There are two broad approaches for database scaling: vertical and horizontal scaling
Scaling by adding more power (CPU, RAM, DISK, etc) to an existing machine. There are powerful database servers, however, vertical scaling comes with some serious drawbacks:
-
Hardware limits.
-
Greater irsk of SPOF.
-
Overall cost of vertical scaling is high, and usually much more expensive than horizontal scaling.
It is the practice of adding more servers. Sharding separates large databases into smaller, more easily managed parts called shards. Each shard shares the same schema, though the actual data on each shard is unique to the shard.
There are different techniques for sharding. For example, you could access user data based on user IDs. Anytime you access data, a hash function is used to find the corresponding shard (such as user_id % 4
if you have 4 shards).
The most important factor to consider when implementing a sharding strategy is the choice of the sharding key, also known as partition key. One of the most important criteria is to choose a key that can evenly distribute data.
Sharding Key consists of one or more columns that determine how data is distributed. For example, "user_id"
could be the sharding key.
A sharding key allows you to retrieve and modify data efficiently by routing database queries to the correct database.

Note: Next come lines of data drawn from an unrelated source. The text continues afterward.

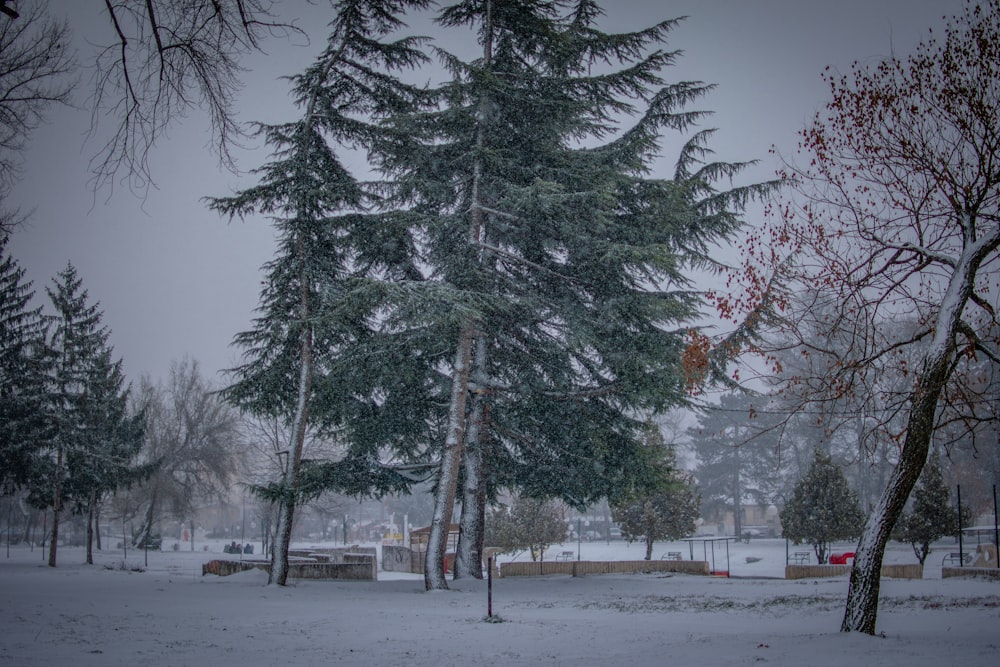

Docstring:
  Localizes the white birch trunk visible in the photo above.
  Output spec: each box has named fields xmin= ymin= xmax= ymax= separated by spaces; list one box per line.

xmin=426 ymin=0 xmax=494 ymax=591
xmin=424 ymin=327 xmax=475 ymax=590
xmin=270 ymin=230 xmax=314 ymax=586
xmin=455 ymin=338 xmax=488 ymax=580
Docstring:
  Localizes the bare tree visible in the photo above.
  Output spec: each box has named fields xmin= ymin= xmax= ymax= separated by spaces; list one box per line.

xmin=88 ymin=0 xmax=298 ymax=193
xmin=0 ymin=1 xmax=74 ymax=211
xmin=728 ymin=1 xmax=1000 ymax=635
xmin=132 ymin=357 xmax=244 ymax=546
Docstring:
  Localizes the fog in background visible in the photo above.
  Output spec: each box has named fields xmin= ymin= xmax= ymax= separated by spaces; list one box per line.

xmin=6 ymin=1 xmax=957 ymax=385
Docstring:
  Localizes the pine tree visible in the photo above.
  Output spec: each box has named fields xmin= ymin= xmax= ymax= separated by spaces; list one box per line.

xmin=690 ymin=393 xmax=781 ymax=537
xmin=0 ymin=235 xmax=47 ymax=493
xmin=375 ymin=0 xmax=773 ymax=588
xmin=781 ymin=449 xmax=865 ymax=564
xmin=38 ymin=262 xmax=127 ymax=567
xmin=208 ymin=0 xmax=431 ymax=585
xmin=610 ymin=425 xmax=700 ymax=560
xmin=64 ymin=347 xmax=147 ymax=564
xmin=894 ymin=455 xmax=961 ymax=565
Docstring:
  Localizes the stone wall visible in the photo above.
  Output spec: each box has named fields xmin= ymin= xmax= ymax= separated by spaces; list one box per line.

xmin=500 ymin=559 xmax=710 ymax=577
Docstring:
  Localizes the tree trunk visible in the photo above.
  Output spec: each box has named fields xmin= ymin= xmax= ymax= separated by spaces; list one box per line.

xmin=841 ymin=367 xmax=943 ymax=633
xmin=48 ymin=446 xmax=62 ymax=568
xmin=645 ymin=536 xmax=653 ymax=561
xmin=94 ymin=503 xmax=102 ymax=551
xmin=424 ymin=327 xmax=475 ymax=590
xmin=841 ymin=223 xmax=998 ymax=633
xmin=136 ymin=486 xmax=157 ymax=548
xmin=269 ymin=226 xmax=315 ymax=586
xmin=270 ymin=332 xmax=312 ymax=586
xmin=455 ymin=338 xmax=488 ymax=580
xmin=85 ymin=495 xmax=95 ymax=565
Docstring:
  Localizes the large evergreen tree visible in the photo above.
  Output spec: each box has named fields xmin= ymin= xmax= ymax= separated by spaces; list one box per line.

xmin=374 ymin=0 xmax=772 ymax=589
xmin=690 ymin=392 xmax=780 ymax=537
xmin=0 ymin=235 xmax=47 ymax=493
xmin=208 ymin=0 xmax=431 ymax=585
xmin=63 ymin=346 xmax=146 ymax=565
xmin=781 ymin=449 xmax=864 ymax=564
xmin=37 ymin=263 xmax=141 ymax=567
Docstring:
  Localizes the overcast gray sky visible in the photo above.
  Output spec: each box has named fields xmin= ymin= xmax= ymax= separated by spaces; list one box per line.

xmin=6 ymin=0 xmax=958 ymax=386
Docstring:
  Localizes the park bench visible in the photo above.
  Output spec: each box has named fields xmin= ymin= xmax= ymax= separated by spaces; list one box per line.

xmin=661 ymin=552 xmax=683 ymax=561
xmin=790 ymin=552 xmax=810 ymax=564
xmin=555 ymin=551 xmax=574 ymax=561
xmin=942 ymin=552 xmax=972 ymax=566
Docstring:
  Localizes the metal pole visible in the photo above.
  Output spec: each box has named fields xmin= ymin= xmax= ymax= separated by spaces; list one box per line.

xmin=5 ymin=497 xmax=11 ymax=559
xmin=240 ymin=493 xmax=247 ymax=562
xmin=993 ymin=484 xmax=998 ymax=569
xmin=487 ymin=556 xmax=493 ymax=618
xmin=957 ymin=485 xmax=964 ymax=566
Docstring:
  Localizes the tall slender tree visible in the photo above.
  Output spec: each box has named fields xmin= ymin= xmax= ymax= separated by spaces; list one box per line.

xmin=0 ymin=235 xmax=47 ymax=492
xmin=376 ymin=0 xmax=773 ymax=588
xmin=64 ymin=347 xmax=146 ymax=564
xmin=690 ymin=392 xmax=780 ymax=537
xmin=209 ymin=0 xmax=431 ymax=585
xmin=38 ymin=263 xmax=136 ymax=567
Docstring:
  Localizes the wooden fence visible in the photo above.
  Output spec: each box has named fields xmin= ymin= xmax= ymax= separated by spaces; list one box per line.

xmin=785 ymin=563 xmax=923 ymax=580
xmin=942 ymin=566 xmax=1000 ymax=580
xmin=500 ymin=559 xmax=710 ymax=578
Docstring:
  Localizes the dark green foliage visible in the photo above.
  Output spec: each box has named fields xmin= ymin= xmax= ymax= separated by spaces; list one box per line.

xmin=249 ymin=455 xmax=413 ymax=506
xmin=376 ymin=0 xmax=775 ymax=509
xmin=207 ymin=0 xmax=436 ymax=484
xmin=0 ymin=235 xmax=47 ymax=492
xmin=893 ymin=455 xmax=967 ymax=565
xmin=37 ymin=263 xmax=146 ymax=565
xmin=781 ymin=449 xmax=864 ymax=564
xmin=484 ymin=495 xmax=567 ymax=561
xmin=610 ymin=425 xmax=700 ymax=560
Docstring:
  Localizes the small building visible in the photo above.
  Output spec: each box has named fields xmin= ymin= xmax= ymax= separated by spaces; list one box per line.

xmin=407 ymin=524 xmax=461 ymax=574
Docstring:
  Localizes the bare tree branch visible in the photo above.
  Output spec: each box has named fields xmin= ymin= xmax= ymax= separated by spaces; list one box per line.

xmin=88 ymin=0 xmax=303 ymax=195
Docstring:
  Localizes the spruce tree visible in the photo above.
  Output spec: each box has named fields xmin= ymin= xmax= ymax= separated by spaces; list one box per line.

xmin=781 ymin=449 xmax=865 ymax=564
xmin=208 ymin=0 xmax=431 ymax=585
xmin=690 ymin=392 xmax=781 ymax=537
xmin=894 ymin=455 xmax=960 ymax=565
xmin=375 ymin=0 xmax=773 ymax=588
xmin=610 ymin=426 xmax=700 ymax=560
xmin=39 ymin=263 xmax=136 ymax=567
xmin=64 ymin=347 xmax=147 ymax=564
xmin=0 ymin=235 xmax=47 ymax=493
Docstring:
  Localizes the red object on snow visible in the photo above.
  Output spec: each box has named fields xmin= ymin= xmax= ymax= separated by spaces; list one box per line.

xmin=829 ymin=552 xmax=855 ymax=565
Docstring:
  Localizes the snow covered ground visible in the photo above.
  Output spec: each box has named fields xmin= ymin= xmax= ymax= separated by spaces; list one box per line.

xmin=2 ymin=537 xmax=997 ymax=666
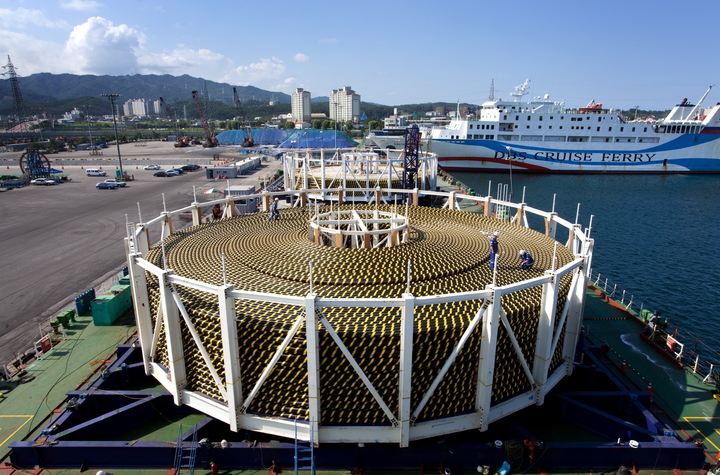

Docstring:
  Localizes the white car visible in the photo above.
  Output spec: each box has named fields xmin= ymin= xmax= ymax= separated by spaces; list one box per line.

xmin=104 ymin=178 xmax=126 ymax=187
xmin=144 ymin=164 xmax=161 ymax=170
xmin=30 ymin=178 xmax=57 ymax=185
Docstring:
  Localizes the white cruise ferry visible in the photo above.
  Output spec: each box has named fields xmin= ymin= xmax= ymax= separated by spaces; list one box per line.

xmin=425 ymin=80 xmax=720 ymax=173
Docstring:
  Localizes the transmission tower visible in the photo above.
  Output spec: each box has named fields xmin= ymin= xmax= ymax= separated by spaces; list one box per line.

xmin=2 ymin=56 xmax=27 ymax=129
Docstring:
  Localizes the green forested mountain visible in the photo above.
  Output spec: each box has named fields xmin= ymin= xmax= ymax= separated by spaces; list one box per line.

xmin=0 ymin=72 xmax=479 ymax=122
xmin=0 ymin=73 xmax=289 ymax=106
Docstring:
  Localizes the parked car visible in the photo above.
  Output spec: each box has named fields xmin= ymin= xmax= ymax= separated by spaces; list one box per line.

xmin=104 ymin=179 xmax=126 ymax=187
xmin=96 ymin=182 xmax=117 ymax=189
xmin=154 ymin=170 xmax=179 ymax=177
xmin=31 ymin=178 xmax=57 ymax=185
xmin=168 ymin=168 xmax=184 ymax=175
xmin=181 ymin=164 xmax=201 ymax=171
xmin=165 ymin=170 xmax=180 ymax=176
xmin=144 ymin=164 xmax=161 ymax=170
xmin=86 ymin=169 xmax=107 ymax=176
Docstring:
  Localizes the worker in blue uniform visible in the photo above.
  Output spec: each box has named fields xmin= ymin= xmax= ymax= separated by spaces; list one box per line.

xmin=268 ymin=197 xmax=280 ymax=220
xmin=519 ymin=249 xmax=534 ymax=270
xmin=489 ymin=232 xmax=499 ymax=269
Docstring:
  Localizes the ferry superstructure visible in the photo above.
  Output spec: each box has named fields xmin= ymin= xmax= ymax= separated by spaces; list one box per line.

xmin=426 ymin=80 xmax=720 ymax=173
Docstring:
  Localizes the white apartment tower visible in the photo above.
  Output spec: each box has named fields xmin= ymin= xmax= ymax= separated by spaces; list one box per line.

xmin=291 ymin=88 xmax=312 ymax=123
xmin=122 ymin=98 xmax=164 ymax=117
xmin=329 ymin=86 xmax=361 ymax=122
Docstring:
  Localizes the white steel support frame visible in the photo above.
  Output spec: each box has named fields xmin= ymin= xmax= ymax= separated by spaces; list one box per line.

xmin=219 ymin=284 xmax=242 ymax=431
xmin=126 ymin=187 xmax=592 ymax=446
xmin=398 ymin=293 xmax=414 ymax=447
xmin=283 ymin=149 xmax=437 ymax=203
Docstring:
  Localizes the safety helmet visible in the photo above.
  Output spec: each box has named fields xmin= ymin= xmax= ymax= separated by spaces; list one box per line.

xmin=274 ymin=197 xmax=279 ymax=201
xmin=493 ymin=232 xmax=499 ymax=236
xmin=519 ymin=250 xmax=525 ymax=255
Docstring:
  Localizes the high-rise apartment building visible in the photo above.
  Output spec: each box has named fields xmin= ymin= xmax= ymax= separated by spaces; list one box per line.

xmin=291 ymin=88 xmax=312 ymax=123
xmin=122 ymin=98 xmax=164 ymax=117
xmin=329 ymin=86 xmax=361 ymax=122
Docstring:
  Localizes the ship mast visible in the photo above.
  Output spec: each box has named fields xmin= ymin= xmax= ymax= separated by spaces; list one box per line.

xmin=684 ymin=84 xmax=715 ymax=121
xmin=510 ymin=78 xmax=531 ymax=102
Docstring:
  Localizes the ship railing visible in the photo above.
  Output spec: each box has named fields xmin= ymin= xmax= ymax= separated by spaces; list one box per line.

xmin=588 ymin=269 xmax=719 ymax=386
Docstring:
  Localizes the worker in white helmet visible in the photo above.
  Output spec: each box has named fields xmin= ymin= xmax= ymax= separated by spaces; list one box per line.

xmin=489 ymin=232 xmax=499 ymax=269
xmin=269 ymin=197 xmax=280 ymax=220
xmin=519 ymin=249 xmax=534 ymax=270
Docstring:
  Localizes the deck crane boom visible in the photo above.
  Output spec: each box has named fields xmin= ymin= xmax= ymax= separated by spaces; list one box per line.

xmin=191 ymin=90 xmax=217 ymax=148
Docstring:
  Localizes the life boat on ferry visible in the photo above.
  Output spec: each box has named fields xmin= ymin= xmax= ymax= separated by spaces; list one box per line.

xmin=579 ymin=100 xmax=603 ymax=113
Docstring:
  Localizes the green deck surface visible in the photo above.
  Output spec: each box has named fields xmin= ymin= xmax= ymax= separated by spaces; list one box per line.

xmin=1 ymin=287 xmax=718 ymax=474
xmin=0 ymin=312 xmax=134 ymax=462
xmin=583 ymin=288 xmax=720 ymax=459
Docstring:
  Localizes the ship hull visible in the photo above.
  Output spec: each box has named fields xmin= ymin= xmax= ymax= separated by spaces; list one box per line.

xmin=428 ymin=133 xmax=720 ymax=173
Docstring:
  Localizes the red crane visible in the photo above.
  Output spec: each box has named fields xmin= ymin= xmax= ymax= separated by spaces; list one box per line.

xmin=191 ymin=90 xmax=217 ymax=148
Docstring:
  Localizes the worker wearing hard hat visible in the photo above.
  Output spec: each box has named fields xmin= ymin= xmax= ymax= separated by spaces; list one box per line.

xmin=268 ymin=197 xmax=280 ymax=220
xmin=519 ymin=250 xmax=534 ymax=270
xmin=489 ymin=232 xmax=499 ymax=269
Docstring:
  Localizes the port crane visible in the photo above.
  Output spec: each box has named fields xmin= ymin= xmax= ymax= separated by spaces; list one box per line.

xmin=191 ymin=90 xmax=217 ymax=148
xmin=160 ymin=96 xmax=189 ymax=148
xmin=233 ymin=87 xmax=253 ymax=147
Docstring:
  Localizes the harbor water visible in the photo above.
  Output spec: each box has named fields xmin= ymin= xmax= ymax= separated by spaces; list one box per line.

xmin=454 ymin=172 xmax=720 ymax=345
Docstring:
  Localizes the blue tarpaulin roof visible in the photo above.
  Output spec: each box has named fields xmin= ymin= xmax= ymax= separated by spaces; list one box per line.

xmin=278 ymin=130 xmax=357 ymax=148
xmin=215 ymin=129 xmax=290 ymax=146
xmin=215 ymin=129 xmax=357 ymax=148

Sharding introduces complexities and new challenges to the system:
-
Resharding data: Resharding nada is needed when a single shard could no longer hold more data due to a rapid growth, or certain shards might experience shard exhaustion faster than others due to an uneven data distribution. This requires updating the sharding function and moving data around. Consistent hashing is a commonly used technique to solve this problem.
-
Celebrity problem: This is also called a hotspot key problem. Excessive access to a specific shard could cause server overload. Imagine data for Katy Perry, Justin Biever, and Lady Gaga all end up on the same shard. For social applications, the shard will be overwhelmed with read operations. To solve this problem, we may need to allocate a shard for each celebrity and each shard might even require further partition.
-
Join and de-normalization. It is hard to perform join operations across database shards. A common workaround is to de-normalize the database so that queries can be performed in a single table. One approach is to move some of the non-relational functionalities to a NoSQL data store to reduce the database load.